Außerdem ging immer was kaputt. Unsere PA war ja ständig auf Tournee und kam immer etwas lädiert zurück. Kabel kaputt, Mischpult dahin, Verstärker tot! Als wollten die PA-Semiprofis immer austesten wo genau dieser eine Punkt bei den PA-Komponenten liegt, den man nicht überschreiten sollte – und also muss. Egal, Philosophie! Es kam uns zugute, dass ich von Haus aus eigentlich Schwachstromer bin und über gewisse Reparaturkenntnisse verfüge. Aber das artet jetzt aus, die eigentliche Geschichte ist eine ganz andere:
Mischen impossible
In meiner damaligen WG wohnte ein Jazzmusiker samt Anlage. Die wurde also spontan „geborgt“ und mit den Resten der Verbandsanlage zusammengestückelt, ins AJZ transportiert und verkabelt. DIE KASSIERER bauten auf und es gab eine Art Soundcheck. Hinter dem Mischpult stand, mangels Alternative, ich und tat mein Bestes. Das war nicht viel, aber man muss ja bei solchen Konzerten gottseidank kein Wort verstehen, was von dem Gesang über die Anlage bis ans Ohr der Kundschaft dringt. Außerdem waren da sowieso nur Fans, die kannten ihre Texte.
Suffkacke
Es ging also voran, der Mob kochte. Plötzlich umwehte mich ein herb-säuerlich-intensiver
Hauch. Ein bestialischer Gestank machte sich aus Richtung der Toilettenanlage im Raum breit. Suffauscheidungen intensivster Art! – direkt aus der Hölle. Der Raum war brechend voll, aber nun verschob sich die pogende Masse deutlich weg vom Toilettenbereich hin zur Bühne. Ich hatte von der Mischerempore einen guten Überblick über die nahende Katastrophe. Es wurde eng und kritisch. Gefahr war im Verzug! Soziale Arbeit ist ja manchmal wie Extremsport. Ich schritt also beherzt zur Tat. Ursachenorientiertes Arbeiten war angesagt. Auf der Toilette war das Drama schnell ausgemacht. Ich kletterte auf die Toilettenschüssel in der Nachbarzelle und analysierte die Sachlage. Ein Besucher war bei Erledigung seines Geschäfts überfordert und eingeschlafen. Die Kacke war schwer am Dampfen. Eine olfaktorische Penetration sondergleichen, eigentlich ein Fall für die Berufsgenossenschaft. DIY und Improvisation als Grundlage sozialen Handelns waren aber schon tief in die Profession eingedrungen. Ich organisierte einen Besen, hangelte mich über die Trennwand und versuchte mit dem Besenstiel die Toilettenspülung hinter dem Rücken des sanft Eingeschlafenen zu betätigen. Filigranes Handwerk war gefragt. Es brauchte länger bis es gelang. Die Suppe wurde weggespült, der Arsch gewaschen. Der Typ erschreckte kurz ob des Geschehens an seinem Hinterteil – und schlief weiter. Ging ihm wohl am A… vorbei. Aber egal, die Katastrophe war abgewendet, wenn auch erst, nachdem sich der Nebel langsam gelichtet hatte. Soziale Arbeit at its best, ich war tief in die Lebenswelten des Klientels eingetaucht.
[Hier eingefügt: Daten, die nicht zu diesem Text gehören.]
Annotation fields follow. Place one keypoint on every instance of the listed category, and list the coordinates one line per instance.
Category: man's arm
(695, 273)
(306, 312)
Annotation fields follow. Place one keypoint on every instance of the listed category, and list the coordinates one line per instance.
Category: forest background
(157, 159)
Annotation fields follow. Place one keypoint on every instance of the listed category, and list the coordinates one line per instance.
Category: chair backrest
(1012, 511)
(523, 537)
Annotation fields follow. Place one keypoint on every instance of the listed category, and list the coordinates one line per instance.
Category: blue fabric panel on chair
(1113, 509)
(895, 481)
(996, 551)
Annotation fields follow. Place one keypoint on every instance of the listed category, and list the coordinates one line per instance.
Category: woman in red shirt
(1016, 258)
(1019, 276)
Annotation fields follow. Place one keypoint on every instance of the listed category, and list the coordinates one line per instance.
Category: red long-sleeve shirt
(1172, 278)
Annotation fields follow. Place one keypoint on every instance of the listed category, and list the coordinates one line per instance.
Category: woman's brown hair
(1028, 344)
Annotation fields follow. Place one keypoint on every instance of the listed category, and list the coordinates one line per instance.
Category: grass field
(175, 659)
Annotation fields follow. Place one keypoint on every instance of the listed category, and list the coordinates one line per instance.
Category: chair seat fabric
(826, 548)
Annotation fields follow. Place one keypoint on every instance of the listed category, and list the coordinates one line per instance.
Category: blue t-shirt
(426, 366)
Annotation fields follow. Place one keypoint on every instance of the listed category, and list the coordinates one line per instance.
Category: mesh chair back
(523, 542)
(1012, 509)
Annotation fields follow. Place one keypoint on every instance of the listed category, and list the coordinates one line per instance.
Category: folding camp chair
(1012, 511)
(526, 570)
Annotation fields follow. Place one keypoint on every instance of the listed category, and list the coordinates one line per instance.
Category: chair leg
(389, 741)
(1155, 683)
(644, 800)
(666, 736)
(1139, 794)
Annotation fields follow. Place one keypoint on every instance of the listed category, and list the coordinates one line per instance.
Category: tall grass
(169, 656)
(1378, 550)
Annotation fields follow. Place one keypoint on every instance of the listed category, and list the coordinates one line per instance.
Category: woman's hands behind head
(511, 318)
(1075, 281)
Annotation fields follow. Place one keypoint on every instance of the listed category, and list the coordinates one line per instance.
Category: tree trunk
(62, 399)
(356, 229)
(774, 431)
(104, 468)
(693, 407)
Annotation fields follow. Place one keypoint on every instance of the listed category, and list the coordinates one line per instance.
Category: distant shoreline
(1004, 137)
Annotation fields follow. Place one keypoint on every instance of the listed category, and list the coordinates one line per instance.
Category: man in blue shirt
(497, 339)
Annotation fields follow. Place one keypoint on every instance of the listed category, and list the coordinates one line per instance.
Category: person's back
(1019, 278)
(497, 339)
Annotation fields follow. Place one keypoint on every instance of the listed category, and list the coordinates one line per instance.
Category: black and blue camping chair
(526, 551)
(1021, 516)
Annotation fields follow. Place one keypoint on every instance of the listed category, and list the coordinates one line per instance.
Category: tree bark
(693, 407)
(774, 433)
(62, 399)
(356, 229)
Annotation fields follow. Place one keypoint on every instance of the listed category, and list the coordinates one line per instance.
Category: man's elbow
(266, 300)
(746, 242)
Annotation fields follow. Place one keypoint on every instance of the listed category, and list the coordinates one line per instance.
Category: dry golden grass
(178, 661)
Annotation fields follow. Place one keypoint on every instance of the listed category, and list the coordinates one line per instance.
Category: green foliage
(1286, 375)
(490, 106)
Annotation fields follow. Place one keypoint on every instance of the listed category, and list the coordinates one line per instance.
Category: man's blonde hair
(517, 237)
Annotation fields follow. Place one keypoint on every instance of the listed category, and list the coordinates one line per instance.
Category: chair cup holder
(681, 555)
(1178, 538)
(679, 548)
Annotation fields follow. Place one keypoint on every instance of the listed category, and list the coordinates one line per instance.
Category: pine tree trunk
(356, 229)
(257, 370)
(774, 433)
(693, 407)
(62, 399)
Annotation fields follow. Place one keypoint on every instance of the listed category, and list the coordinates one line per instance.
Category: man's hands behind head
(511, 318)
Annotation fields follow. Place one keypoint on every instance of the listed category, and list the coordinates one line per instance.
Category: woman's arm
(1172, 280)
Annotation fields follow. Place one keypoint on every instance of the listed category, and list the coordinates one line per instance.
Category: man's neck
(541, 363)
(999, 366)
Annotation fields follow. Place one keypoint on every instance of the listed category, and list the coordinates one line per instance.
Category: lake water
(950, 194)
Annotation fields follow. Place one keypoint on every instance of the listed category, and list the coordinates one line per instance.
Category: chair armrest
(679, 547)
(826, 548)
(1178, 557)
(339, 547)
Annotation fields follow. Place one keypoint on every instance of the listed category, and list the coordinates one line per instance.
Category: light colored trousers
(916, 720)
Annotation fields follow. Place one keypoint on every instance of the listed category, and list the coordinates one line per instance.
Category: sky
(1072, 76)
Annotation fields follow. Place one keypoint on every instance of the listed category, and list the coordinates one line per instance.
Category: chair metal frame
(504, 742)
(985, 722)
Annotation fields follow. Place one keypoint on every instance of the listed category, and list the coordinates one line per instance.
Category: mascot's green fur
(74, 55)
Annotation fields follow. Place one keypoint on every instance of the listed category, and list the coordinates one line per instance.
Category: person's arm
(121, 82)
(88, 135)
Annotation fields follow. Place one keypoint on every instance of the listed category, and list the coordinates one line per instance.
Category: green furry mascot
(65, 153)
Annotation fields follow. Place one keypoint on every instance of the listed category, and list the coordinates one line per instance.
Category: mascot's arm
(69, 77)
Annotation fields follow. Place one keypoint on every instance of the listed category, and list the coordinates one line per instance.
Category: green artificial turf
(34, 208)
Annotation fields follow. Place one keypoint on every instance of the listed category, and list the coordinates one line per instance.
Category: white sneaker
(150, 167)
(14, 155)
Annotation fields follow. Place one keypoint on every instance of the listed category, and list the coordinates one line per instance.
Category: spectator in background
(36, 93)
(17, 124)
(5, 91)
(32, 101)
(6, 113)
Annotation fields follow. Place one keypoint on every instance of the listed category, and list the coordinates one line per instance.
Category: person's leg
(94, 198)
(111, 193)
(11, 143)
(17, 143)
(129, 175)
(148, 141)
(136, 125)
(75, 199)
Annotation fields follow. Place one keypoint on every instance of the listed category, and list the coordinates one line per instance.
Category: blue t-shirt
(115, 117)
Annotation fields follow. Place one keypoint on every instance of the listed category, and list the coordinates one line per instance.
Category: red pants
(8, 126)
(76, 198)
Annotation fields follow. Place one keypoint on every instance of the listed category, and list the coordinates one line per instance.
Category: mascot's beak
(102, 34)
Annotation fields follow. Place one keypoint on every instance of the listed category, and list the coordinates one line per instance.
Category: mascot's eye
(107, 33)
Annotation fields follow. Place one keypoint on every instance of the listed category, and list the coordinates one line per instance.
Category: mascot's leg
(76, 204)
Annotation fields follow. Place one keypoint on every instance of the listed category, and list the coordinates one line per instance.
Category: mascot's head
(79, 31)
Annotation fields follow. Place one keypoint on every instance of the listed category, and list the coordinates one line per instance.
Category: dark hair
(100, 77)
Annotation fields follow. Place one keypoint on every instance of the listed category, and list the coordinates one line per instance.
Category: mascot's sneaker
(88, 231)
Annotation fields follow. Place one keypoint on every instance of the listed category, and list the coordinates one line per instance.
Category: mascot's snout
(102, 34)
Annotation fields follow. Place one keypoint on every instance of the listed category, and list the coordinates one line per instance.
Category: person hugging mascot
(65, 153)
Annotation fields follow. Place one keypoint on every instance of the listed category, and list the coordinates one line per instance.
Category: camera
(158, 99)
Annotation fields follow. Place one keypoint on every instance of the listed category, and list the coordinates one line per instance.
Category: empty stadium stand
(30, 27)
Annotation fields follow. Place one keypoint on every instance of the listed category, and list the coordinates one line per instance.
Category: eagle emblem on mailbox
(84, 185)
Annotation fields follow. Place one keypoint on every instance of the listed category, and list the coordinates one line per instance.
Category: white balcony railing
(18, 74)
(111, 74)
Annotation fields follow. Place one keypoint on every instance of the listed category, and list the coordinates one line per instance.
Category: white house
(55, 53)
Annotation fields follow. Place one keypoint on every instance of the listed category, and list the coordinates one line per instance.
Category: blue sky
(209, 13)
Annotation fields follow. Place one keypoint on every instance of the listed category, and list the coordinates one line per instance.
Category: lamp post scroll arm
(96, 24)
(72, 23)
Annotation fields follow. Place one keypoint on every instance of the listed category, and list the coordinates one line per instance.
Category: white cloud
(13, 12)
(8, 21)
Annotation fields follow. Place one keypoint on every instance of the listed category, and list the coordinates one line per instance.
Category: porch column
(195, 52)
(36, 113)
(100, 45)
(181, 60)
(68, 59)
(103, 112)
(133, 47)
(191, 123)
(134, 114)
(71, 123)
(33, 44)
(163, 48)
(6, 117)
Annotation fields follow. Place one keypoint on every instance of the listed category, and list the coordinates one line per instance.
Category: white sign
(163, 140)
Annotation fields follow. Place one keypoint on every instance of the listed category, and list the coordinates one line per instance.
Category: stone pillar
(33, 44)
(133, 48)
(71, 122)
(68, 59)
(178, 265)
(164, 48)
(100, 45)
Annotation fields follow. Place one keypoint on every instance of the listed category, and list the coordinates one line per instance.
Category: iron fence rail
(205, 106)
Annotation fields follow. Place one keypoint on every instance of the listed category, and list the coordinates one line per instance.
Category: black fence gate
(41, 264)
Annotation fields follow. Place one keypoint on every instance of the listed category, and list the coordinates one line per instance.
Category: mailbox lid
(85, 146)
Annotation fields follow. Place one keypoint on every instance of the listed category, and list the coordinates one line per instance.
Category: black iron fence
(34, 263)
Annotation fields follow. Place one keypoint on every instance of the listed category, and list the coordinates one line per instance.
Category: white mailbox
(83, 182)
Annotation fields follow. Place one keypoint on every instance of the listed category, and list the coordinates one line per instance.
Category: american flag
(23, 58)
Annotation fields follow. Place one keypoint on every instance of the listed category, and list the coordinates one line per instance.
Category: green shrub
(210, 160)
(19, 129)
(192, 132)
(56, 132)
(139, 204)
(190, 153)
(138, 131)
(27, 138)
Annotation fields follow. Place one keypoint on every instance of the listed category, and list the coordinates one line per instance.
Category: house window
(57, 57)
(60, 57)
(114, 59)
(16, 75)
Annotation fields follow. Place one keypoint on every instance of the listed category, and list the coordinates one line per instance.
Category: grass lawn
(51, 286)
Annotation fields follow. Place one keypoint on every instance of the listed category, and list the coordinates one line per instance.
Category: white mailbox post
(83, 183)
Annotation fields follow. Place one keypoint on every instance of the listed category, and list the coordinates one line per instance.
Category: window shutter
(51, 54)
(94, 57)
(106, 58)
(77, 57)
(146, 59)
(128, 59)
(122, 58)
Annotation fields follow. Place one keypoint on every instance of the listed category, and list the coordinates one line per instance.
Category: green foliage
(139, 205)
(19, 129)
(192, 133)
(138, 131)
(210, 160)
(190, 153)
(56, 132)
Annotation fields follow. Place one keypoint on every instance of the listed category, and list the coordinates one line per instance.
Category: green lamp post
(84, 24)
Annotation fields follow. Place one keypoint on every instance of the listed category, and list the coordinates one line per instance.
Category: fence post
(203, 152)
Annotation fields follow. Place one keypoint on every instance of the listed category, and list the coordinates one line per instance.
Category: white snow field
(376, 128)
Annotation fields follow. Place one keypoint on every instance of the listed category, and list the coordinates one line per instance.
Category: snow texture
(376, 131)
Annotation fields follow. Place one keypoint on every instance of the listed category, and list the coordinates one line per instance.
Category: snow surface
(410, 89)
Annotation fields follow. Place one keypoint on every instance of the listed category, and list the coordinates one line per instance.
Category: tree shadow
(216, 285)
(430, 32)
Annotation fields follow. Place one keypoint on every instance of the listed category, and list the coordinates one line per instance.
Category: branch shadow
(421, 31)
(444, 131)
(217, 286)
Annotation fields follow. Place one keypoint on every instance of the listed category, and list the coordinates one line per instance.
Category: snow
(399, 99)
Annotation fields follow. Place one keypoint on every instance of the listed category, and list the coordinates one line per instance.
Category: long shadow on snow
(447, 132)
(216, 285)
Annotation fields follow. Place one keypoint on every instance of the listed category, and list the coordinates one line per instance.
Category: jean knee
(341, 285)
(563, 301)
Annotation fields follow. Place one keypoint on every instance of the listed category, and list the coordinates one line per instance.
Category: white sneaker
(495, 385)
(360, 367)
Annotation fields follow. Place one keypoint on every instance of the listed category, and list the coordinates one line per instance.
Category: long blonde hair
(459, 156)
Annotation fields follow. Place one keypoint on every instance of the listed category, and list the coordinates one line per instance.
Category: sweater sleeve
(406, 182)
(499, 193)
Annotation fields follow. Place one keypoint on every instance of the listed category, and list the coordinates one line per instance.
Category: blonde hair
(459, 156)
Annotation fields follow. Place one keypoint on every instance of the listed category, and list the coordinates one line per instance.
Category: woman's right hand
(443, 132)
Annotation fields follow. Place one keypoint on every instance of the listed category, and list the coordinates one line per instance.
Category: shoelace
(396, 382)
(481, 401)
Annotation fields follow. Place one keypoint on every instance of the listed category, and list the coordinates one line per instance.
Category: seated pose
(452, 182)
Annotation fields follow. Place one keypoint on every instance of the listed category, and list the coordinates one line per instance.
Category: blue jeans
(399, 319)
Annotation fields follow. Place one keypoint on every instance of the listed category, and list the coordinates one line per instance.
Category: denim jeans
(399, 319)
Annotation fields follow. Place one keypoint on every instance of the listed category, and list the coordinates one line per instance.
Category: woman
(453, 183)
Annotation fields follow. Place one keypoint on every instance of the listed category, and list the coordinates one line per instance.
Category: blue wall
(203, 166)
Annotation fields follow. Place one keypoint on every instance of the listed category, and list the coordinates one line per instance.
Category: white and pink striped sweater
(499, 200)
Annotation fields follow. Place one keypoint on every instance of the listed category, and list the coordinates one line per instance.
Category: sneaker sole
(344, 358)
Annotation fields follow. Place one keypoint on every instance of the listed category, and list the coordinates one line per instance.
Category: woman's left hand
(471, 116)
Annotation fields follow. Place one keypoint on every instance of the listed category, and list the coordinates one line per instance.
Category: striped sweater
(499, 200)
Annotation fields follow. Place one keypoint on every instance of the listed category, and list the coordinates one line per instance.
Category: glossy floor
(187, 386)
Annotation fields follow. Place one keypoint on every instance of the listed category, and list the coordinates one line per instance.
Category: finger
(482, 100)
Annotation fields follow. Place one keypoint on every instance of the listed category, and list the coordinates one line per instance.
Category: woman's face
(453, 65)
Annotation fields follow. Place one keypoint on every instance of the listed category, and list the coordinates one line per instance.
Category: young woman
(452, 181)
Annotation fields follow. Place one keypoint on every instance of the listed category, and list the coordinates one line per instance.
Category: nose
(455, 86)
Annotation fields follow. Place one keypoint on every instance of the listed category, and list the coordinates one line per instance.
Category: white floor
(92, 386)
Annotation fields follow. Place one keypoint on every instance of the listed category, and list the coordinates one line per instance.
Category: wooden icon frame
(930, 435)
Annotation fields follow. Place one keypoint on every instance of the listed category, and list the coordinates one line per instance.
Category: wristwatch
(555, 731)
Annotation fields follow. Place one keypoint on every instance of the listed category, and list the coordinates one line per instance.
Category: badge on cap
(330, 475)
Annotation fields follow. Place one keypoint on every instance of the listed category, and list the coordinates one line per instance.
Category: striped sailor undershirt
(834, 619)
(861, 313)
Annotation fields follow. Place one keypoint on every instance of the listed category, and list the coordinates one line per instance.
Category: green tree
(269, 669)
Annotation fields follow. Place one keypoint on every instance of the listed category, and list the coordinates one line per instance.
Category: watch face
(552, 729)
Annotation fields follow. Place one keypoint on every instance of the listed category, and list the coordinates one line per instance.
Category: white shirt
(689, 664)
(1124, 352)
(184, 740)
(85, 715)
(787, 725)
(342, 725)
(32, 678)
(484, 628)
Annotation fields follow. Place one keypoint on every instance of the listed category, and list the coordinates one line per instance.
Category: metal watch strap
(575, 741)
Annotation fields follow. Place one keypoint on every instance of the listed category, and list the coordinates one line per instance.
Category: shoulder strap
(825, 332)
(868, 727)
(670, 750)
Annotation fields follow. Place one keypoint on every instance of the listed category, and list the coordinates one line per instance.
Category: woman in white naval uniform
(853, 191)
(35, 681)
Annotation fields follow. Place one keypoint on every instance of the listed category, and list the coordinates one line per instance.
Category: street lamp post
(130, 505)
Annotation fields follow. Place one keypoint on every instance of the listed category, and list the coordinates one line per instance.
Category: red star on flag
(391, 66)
Nach dem Konzert soll es im Thekenraum noch hoch hergegangen sein bei der After-Show-Party. Ich baute dann aber die Anlage ab und verdrückte mich. Hatte die Nase noch voll. Später hing in der Verbandsgeschäftsstelle ein Foto einer Kollegin im Kreis der KASSIERER. Sie war ein Fan. Ich ging immer ehrfürchtig vorbei.
PS: Ich betrachte das geschilderte Erlebnis im nachhinein als eine der größten Taten im Rahmen meiner engagierten Jugendkulturarbeit beim Verband. Alles stimmte: Lebenswelt- und Sozialraumorientierung, klare Zielbestimmung und Methodenauswahl, Operationalisierung und Umsetzung, nicht zu vergessen der professionelle Habitus. Die Hilfe zur Selbsthilfe musste aufgrund des Handlungsdrucks vernachlässigt werden. Und jetzt, wenn auch etwas spät, Dokumentation und die Anregung zur Praxisreflexion. Bitteschön!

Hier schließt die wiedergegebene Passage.